Eur J Pharmacol. 2012 Sep 15;691(1-3):163-72. doi: 10.1016/j.ejphar.2012.07.012. Epub 2012 Jul 14.
This study used the selective protein kinase A (PKA) inhibitor H-89 (N-[2-(p-Bromocinnamylamino)ethyl]-5-isoquinolinesulfonamide) to determine the role of basal PKA activity in modulating cardiac excitation-contraction coupling in the absence of β-adrenergic stimulation. Basal intracellular cyclic AMP (cAMP) levels measured in isolated murine ventricular myocytes with an enzyme immunoassay were increased upon adenylyl cyclase activation (forskolin; 1 and 10 μM) or phosphodiesterase inhibition (3-isobutyl-1-methylxanthine, IBMX; 300 μM). Forskolin and IBMX also caused concentration-dependent increases in peak Ca(2+) transients (fura-2) and cell shortening (edge-detector) measured simultaneously in field-stimulated myocytes (37 °C). Similar effects were seen upon application of dibutyryl cAMP. In voltage-clamped myocytes, H-89 (2 μM) decreased basal Ca(2+) transients, contractions and underlying Ca(2+) currents. H-89 also decreased diastolic Ca(2+) and the gain of excitation-contraction coupling (Ca(2+) release/Ca(2+) current), especially at negative membrane potentials. This was independent of alterations in sarcoplasmic reticulum (SR) Ca(2+) loading, as SR stores were unchanged by PKA inhibition. H-89 also decreased the frequency, amplitude and width of spontaneous Ca(2+) sparks measured in quiescent myocytes (loaded with fluo-4), but increased time-to-peak. Thus, H-89 suppressed SR Ca(2+) release by decreasing Ca(2+) current and by reducing the gain of excitation-contraction coupling, in part by decreasing the size of individual Ca(2+) release units. These data suggest that basal PKA activity enhances SR Ca(2+) release in the absence of ß-adrenergic stimulation. This may depress contractile function in models such as aging, where the cAMP/PKA pathway is altered due to low basal cAMP levels.

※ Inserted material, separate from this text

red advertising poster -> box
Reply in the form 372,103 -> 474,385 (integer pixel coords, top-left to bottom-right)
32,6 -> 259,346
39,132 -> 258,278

本研究使用选择性蛋白激酶 A(PKA)抑制剂 H-89(N-[2-(对溴肉桂酰胺基)乙基]-5-异喹啉磺酰胺),以确定基础 PKA 活性在缺乏β-肾上腺素能刺激的情况下调节心脏兴奋-收缩偶联的作用。用酶免疫测定法测量分离的鼠心室肌细胞中的基础细胞内环腺苷酸(cAMP)水平,在激活腺苷酸环化酶(forskolin;1 和 10 μM)或抑制磷酸二酯酶(3-异丁基-1-甲基黄嘌呤,IBMX;300 μM)时会升高。forskolin 和 IBMX 还导致同时在电场刺激的肌细胞(37°C)中测量的峰值 Ca(2+)瞬变(fura-2)和细胞缩短(边缘检测)浓度依赖性增加。应用二丁酰基 cAMP 也会产生类似的效果。在电压钳制的肌细胞中,H-89(2 μM)降低了基础 Ca(2+)瞬变、收缩和基础 Ca(2+)电流。H-89 还降低了舒张期 Ca(2+)和兴奋-收缩偶联的增益(Ca(2+)释放/Ca(2+)电流),特别是在负膜电位下。这与肌浆网(SR)Ca(2+)负载的改变无关,因为 PKA 抑制不会改变 SR 储存。H-89 还降低了在静止肌细胞(用 fluo-4 负载)中测量的自发 Ca(2+)火花的频率、幅度和宽度,但增加了峰值时间。因此,H-89 通过降低 Ca(2+)电流和降低兴奋-收缩偶联的增益来抑制 SR Ca(2+)释放,部分原因是降低了单个 Ca(2+)释放单位的大小。这些数据表明,基础 PKA 活性在缺乏β-肾上腺素能刺激的情况下增强了 SR Ca(2+)的释放。在由于基础 cAMP 水平低而导致 cAMP/PKA 途径改变的衰老等模型中,这可能会降低收缩功能。